Before the SafeGait 360° even arrived at Thompson, patients who heard it was coming began booking their appointments, says the hospital’s Director of Rehabilitation Services Carole Drake. The first to use it was a man who had suffered a stroke and was anxious about the possibility of falling during previous physical therapy sessions. Drake says the system, which can be adjusted to a patient’s individual needs, provided reassurance when the man needed it.
“Every time the machine caught him, he gained confidence and pushed himself that much harder,” Drake says, noting that the man told the therapy team he felt he accomplished more in his first SafeGait 360° session than he ever had during physical therapy.
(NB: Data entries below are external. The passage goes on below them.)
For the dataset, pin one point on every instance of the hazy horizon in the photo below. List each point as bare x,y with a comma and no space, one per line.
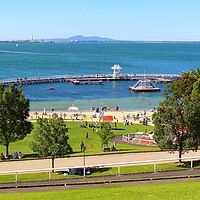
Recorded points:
130,20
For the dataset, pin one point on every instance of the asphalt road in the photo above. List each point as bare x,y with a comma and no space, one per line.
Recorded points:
90,160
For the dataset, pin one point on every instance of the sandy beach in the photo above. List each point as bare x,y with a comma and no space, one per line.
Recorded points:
93,116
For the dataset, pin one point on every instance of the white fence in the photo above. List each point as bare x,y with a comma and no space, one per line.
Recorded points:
84,167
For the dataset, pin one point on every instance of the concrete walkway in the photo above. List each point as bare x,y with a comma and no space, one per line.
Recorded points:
90,160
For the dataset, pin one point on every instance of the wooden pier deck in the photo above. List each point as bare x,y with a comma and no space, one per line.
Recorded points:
87,78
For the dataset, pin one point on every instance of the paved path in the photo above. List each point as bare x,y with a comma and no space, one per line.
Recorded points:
90,160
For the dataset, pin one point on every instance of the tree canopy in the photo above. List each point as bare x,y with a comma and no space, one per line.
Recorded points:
178,116
50,138
14,112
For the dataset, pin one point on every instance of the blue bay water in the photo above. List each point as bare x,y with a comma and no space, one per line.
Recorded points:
46,59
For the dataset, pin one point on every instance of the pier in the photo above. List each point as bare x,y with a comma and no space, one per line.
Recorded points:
89,78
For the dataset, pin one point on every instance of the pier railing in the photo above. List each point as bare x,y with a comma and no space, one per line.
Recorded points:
67,78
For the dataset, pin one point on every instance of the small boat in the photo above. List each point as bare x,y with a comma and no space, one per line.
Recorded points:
50,88
75,82
144,86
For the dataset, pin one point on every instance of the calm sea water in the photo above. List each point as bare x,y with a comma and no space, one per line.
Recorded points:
30,60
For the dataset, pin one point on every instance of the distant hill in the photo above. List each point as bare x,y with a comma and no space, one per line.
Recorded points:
81,38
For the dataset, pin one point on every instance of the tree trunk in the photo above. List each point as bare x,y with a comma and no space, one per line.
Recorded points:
7,146
180,150
180,154
52,163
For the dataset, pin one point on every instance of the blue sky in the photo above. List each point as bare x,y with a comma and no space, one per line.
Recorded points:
118,19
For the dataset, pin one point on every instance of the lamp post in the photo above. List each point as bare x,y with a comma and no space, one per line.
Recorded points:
84,161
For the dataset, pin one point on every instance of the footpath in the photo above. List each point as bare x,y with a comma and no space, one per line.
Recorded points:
89,181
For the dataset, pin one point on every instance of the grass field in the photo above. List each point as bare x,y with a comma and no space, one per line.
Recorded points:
169,191
77,134
98,172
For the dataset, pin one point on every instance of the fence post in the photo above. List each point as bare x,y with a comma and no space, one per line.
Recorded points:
49,175
118,170
154,167
16,177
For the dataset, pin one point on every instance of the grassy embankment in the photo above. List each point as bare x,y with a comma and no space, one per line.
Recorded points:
178,190
99,172
77,134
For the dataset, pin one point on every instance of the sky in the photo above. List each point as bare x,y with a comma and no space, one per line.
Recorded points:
146,20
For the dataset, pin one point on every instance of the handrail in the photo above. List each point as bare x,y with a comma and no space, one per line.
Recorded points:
106,165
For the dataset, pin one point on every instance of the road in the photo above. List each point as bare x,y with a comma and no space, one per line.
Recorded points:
90,160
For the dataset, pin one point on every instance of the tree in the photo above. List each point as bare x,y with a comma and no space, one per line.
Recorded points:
14,112
178,117
50,138
105,133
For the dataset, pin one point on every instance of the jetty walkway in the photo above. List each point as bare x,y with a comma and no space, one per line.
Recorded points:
89,79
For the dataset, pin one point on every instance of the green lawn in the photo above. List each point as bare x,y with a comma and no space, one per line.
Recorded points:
98,172
170,191
77,134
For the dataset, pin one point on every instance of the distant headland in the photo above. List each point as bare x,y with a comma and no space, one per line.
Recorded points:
73,39
81,38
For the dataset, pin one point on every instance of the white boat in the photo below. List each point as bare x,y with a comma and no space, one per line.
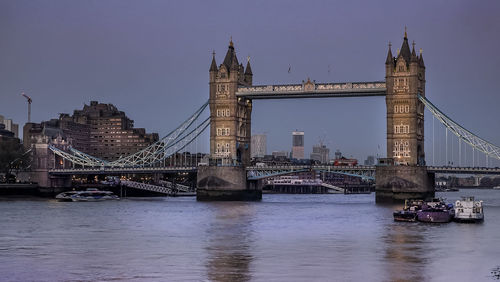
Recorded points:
90,195
468,210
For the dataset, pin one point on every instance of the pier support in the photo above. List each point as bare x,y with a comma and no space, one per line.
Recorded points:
396,183
226,183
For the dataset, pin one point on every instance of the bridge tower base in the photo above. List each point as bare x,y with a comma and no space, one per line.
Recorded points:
226,183
397,183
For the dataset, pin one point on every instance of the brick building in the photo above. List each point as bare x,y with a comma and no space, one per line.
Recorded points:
100,130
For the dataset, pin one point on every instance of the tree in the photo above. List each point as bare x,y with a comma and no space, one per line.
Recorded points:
12,156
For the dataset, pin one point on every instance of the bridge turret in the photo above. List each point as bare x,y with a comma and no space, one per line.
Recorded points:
405,113
248,73
213,68
230,116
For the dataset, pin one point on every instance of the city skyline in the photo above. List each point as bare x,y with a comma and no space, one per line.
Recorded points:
153,63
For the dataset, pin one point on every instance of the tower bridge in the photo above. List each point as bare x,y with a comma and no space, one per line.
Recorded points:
228,174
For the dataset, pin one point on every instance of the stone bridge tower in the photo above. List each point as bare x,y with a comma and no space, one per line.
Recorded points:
405,176
230,117
405,79
230,134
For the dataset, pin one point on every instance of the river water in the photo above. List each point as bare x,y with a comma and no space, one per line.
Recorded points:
281,238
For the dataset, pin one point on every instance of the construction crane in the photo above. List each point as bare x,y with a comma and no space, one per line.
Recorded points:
29,105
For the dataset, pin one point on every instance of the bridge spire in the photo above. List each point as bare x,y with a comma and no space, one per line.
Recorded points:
248,69
230,61
405,49
390,58
414,57
213,66
421,59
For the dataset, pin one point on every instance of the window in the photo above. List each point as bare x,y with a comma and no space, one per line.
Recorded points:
401,149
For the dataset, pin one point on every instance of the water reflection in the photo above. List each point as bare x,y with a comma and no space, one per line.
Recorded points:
405,252
229,241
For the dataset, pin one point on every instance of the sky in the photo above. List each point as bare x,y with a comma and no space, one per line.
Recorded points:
151,60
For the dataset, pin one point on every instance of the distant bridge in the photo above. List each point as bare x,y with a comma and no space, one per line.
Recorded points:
261,172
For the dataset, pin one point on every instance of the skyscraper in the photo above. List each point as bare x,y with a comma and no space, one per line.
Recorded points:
298,145
10,126
259,146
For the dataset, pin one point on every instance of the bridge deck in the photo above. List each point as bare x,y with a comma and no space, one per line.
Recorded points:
359,169
313,90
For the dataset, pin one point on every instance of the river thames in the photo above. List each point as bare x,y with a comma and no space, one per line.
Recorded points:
281,238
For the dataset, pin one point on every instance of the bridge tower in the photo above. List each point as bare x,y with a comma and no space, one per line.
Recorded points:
406,175
230,133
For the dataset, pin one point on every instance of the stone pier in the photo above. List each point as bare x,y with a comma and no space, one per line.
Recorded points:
397,183
226,183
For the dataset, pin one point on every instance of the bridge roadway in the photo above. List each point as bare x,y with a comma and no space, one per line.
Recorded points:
313,90
122,170
268,170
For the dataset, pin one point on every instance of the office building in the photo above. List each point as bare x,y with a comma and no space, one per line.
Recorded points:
298,145
259,146
370,160
320,154
10,126
100,130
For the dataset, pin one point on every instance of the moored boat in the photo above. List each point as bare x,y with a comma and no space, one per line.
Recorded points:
468,210
90,195
436,211
409,212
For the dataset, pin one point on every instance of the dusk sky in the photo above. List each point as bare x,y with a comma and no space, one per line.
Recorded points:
151,60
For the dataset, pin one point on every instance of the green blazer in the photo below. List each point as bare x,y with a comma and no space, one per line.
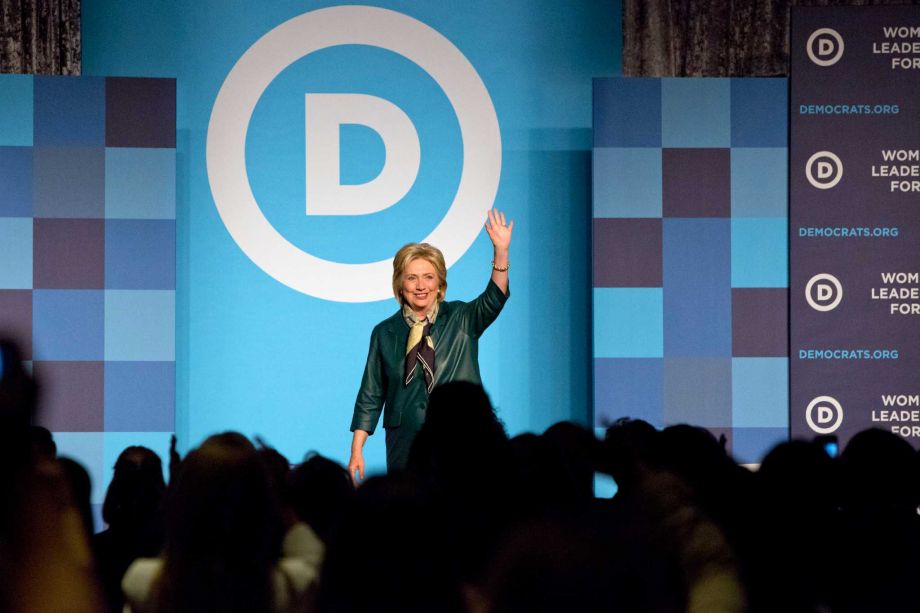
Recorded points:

Mike Brooks of Canandaigua was also among the first patients to use the SafeGait 360° at Thompson. Health concerns, including spinal stenosis and arthritis, have been making it increasingly difficult for him to get around.
“It takes some of the weight off my knee and ankles,” Brooks says.
Drake says the system’s dynamic fall protection software provides protection during standing, sitting, stair and floor tasks. The therapist, meanwhile, can keep both hands free by using a wireless controller strapped to his or her forearm.
In addition, SafeGait’s patient management software allows therapists to track patient progress by exporting the data to the patient’s health records and comparing it to previous data in order to customize treatment plans.
Nancy Buerman, a physical therapist for 35 years, says the SafeGait 360° is a welcome addition to the tools available in Thompson’s Rehabilitation Services Department because it takes the concern about falling away from the patient.
“It gives you the freedom to try more difficult tasks, especially floor-to-stand and resistance walking — something you normally wouldn’t try with someone who has poor balance,” she says.